Arrivée au début de l'année de Lyon à Eskisehir, dans le nord-ouest du pays, dans le cadre d'un échange Erasmus, l'étudiante de 19 ans en licence de communication avait été arrêtée puis placée en détention le 10 mai. Après trois mois passés en prison, elle a finalement été remise en liberté sous contrôle judiciaire le mois dernier, avec interdiction de quitter le territoire jusqu'à son procès. «J'habite chez une amie turque, ma mère et mon petit frère sont avec moi, raconte-t-elle. Je peux marcher dans la rue mais je n'ai pas la conscience tranquille, je sens que je suis suivie».

Son crime présumé? Ses liens avec une organisation d'extrême gauche, proche de la cause kurde et interdite en Turquie pour ses activités terroristes, le Front révolutionnaire de libération du peuple (DHKP-C). Auteur de nombreux attentats depuis la fin des années 1970, ce mouvement a encore fait parler de lui le 11 septembre en tuant un policier dans un commissariat d'Istanbul.

Les trois «défauts» de Sevil: kurde, alevie et de gauche
Sauf que les indices de son appartenance supposée à cette organisation semblent pour le moins faibles. Dans le détail, il lui est reproché d'avoir participé au défilé du 1er Mai, pourtant légal à Istanbul, et d'avoir assisté, parmi 350.000 autres spectateurs, à un concert de Yorum, un groupe luttant pour les droits et les libertés. Elle a également collé une affiche en faveur de la gratuité de l'enseignement. «Avant d'entrer en prison, cette fille n'avait même pas entendu parler de l'organisation à laquelle on tente de la lier», s'indigne son avocat Me Sami Kahraman.

«Initialement accusée d'avoir simplement participé à cette organisation, Sevil Sevimli encourait 12 ans de prison, mais après qu'elle a affirmé dans la presse sa solidarité avec les autres étudiants incarcérés, elle a été accusée de carrément diriger l'organisation et risque donc 32 ans de détention!» explique Reynald Beaufort, fondateur de l'association Turquie européenne. Son cas est emblématique des dérives causées par l'arsenal législatif antiterroriste réactivé par Ankara en 2006 pour lutter contre la rébellion du Parti des travailleurs du Kurdistan (PKK) et l'extrême gauche. «Cette loi brise le droit de la défense, déplore Julien Bayou de l'association Avaaz. L'avocat de Sevil n'a eu accès au dossier qu'au mois de juillet».

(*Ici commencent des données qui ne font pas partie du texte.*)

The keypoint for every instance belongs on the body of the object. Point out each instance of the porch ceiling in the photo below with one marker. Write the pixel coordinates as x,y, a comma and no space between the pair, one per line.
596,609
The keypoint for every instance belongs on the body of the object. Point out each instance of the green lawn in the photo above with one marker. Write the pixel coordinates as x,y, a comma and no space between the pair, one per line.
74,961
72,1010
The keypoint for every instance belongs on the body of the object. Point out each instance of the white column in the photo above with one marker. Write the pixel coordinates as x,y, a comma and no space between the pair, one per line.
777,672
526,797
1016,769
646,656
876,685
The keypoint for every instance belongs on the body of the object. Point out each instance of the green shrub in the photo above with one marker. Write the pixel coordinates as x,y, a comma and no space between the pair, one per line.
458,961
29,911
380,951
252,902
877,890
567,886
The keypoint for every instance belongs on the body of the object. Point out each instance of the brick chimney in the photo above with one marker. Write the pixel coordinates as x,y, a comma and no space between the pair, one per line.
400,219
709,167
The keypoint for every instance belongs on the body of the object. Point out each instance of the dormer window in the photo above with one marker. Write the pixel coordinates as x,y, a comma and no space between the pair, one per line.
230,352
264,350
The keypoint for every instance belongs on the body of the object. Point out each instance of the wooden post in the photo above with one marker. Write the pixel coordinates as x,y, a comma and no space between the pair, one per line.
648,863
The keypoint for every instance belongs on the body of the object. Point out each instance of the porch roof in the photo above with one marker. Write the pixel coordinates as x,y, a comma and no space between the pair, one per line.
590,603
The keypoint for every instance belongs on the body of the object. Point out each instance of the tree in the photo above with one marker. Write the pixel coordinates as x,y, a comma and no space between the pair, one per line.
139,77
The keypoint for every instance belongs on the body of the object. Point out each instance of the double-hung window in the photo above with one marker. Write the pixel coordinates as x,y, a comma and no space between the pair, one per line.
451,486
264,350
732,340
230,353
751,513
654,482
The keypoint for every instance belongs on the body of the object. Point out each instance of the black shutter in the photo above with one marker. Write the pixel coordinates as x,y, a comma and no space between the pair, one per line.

«Sevil Sevimli n'a pas de chance, elle cumule en quelque sorte tous les défauts, poursuit Reynald Beaufort: elle est kurde, alevie (une minorité religieuse issue de la branche chiite de l'islam) et de gauche.»

Le sort de la jeune fille a suscité un élan de mobilisation inédit en France, où la pétition lancée par son comité de soutien a recueilli 125.000 signatures. «C'est la pétition qui m'a donné de l'espoir quand j'étais en prison», affirme-t-elle, reconnaissante. Difficile toutefois de prédire l'issue du procès. La double nationalité n'étant pas reconnue en Turquie, Sevil Sevimli est une simple citoyenne turque au regard des autorités locales. «La spécialité en Turquie, c'est de maintenir la pression en faisant durer l'affaire, notamment en annonçant le report du procès en début d'audience, explique Reynald Beaufort. Le consul français sera présent, dans l'espoir d'exercer une certaine pression en faveur de Sevil Sevimli. Mais le ministère des Affaires étrangères reste prudent, tirant les leçons de l'affaire Cassez au Mexique, dans laquelle l'intervention à la hussarde de Nicolas Sarkozy s'était avérée contre-productive».